# Navionics Chip - Ohio River?



## drjkl1 (Jul 2, 2009)

I have the Hotmaps version (not platinum or premium) of the Navionics chip in my humminbird gps. Does anyone know if this has maps of the Ohio river? I was hoping to do some hybrid fishing this fall, but haven't ventured onto the river & was wondering if my chip had any map info for the river.


----------



## I Fish (Sep 24, 2008)

I have the 2008 Hotmaps Premium, Eastern Region, and it has the Ohio, but, it doesn't have any depths or contours. They say the rivers change too often to maintain any kind of accuracy. Mine shows the shoreline, backwaters, tributaries, dams and the navagational channel.


----------



## drjkl1 (Jul 2, 2009)

Thanks. For some reason I have a bit of anxiety about going out onthe river. Never been. Used to get a bit paranoid first time on a new lake and having the GPS and chip at least helps give a bit of security to get around. Makes sense I guess that the Ohio river map wouldn't have countours due to chages in the bottom, but being able to find tributaries I've ehard about and get back to my launch site if I dawdle somewhere would be nice.


----------



## Lewzer (Apr 5, 2004)

You can order the Ohio River navigation maps of the ACoE website. They used to be free on the web but after Sept.11 2001 they make you order them for something like $12.00. 
They show everything including underwater piplines, dams, HWD, tribs......
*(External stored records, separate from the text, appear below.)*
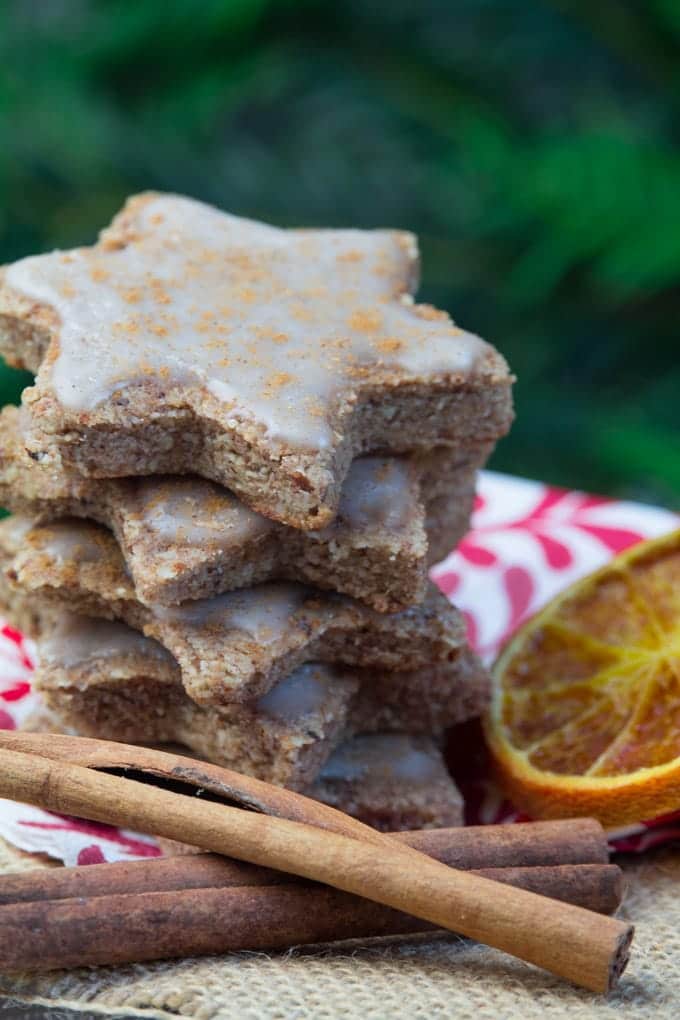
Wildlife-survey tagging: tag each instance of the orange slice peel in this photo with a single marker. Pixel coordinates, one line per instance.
(585, 711)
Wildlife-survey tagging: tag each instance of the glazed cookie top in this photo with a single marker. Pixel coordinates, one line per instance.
(280, 325)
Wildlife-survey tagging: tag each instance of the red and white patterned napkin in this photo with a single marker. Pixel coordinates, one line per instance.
(528, 542)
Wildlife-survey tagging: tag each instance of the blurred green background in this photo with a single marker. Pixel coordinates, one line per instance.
(533, 146)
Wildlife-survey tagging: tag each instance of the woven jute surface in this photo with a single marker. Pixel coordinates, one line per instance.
(429, 978)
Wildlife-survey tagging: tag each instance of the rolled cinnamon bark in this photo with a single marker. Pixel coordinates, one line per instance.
(583, 947)
(580, 840)
(152, 925)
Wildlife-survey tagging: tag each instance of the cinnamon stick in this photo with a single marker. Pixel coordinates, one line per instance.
(480, 848)
(151, 925)
(583, 947)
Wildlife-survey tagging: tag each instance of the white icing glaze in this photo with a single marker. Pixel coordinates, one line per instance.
(277, 324)
(194, 512)
(386, 756)
(377, 493)
(76, 640)
(68, 542)
(304, 692)
(263, 612)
http://www.lrd.usace.army.mil/navigation/navcharts/

This is also an *excellent* book for anyone fishing the river. 

[ame="http://www.amazon.com/Fishing-Ohio-River-Pittsburgh-Markland/dp/0964330903"]Amazon.com: Fishing the Ohio River: From Pittsburgh, Pa., to Markland, Ind. (9780964330900): Mark Hicks: Books[/ame]
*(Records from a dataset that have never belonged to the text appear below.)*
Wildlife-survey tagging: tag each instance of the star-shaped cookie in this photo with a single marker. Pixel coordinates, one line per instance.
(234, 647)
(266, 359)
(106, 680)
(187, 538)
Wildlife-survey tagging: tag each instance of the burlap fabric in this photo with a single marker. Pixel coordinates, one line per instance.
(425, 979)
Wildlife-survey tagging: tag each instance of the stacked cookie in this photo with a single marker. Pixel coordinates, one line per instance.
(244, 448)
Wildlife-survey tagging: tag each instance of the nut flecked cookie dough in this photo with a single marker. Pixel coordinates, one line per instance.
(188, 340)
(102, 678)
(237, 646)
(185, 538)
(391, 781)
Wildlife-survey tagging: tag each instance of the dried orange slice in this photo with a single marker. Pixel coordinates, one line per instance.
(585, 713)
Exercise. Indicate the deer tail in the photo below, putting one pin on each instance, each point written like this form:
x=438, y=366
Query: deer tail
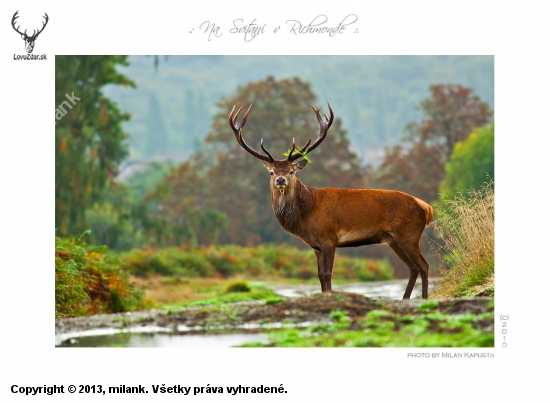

Both will cut years off your learning curve, literally.


----------



## Gottagofishn (Nov 18, 2009)

As it is in a valley you will find a lot of fog in Oct. be carefull. There is a lot of barge traffic so don't risk it when there is a heavy fog. You can get the river levels at http://www.lrd-wc.usace.army.mil/navreps.html. In addition to the Hybrids there is a very healthy population of Sauger/Walleye and monster cats as well. It's a great all around fishing trip. The locks are a awesome experience too. Not sure when you are going or where to but if you need anymore info shoot me a PM. I'll help where I can.


----------



## Ken G (Apr 9, 2004)

You can also order a cd with all of the river charts and some other information for $15.00 at: http://www.theohioriver.com/


----------



## I Fish (Sep 24, 2008)

drjkl1 said:


> Thanks. For some reason I have a bit of anxiety about going out onthe river. Never been. Used to get a bit paranoid first time on a new lake and having the GPS and chip at least helps give a bit of security to get around. Makes sense I guess that the Ohio river map wouldn't have countours due to chages in the bottom, but being able to find tributaries I've ehard about and get back to my launch site if I dawdle somewhere would be nice.


I always get some amount of anxiety over going on a new body of water, even just river pools I've never been on, even though I pretty much cut my boating teeth on the Ohio. There really is a lot that can go wrong. I suggest you go during the day a few times to get to know it a little. IMO, those barges aren't as dangerous as people like to think. As long as you aren't in the middle of the river, drifting or anchored, in the dark, they are easy to avoid. Just use common sense. They do make waves, but don't throw the big boat swamping wakes like they used to. Just be carefull and use your head and you should be fine.


----------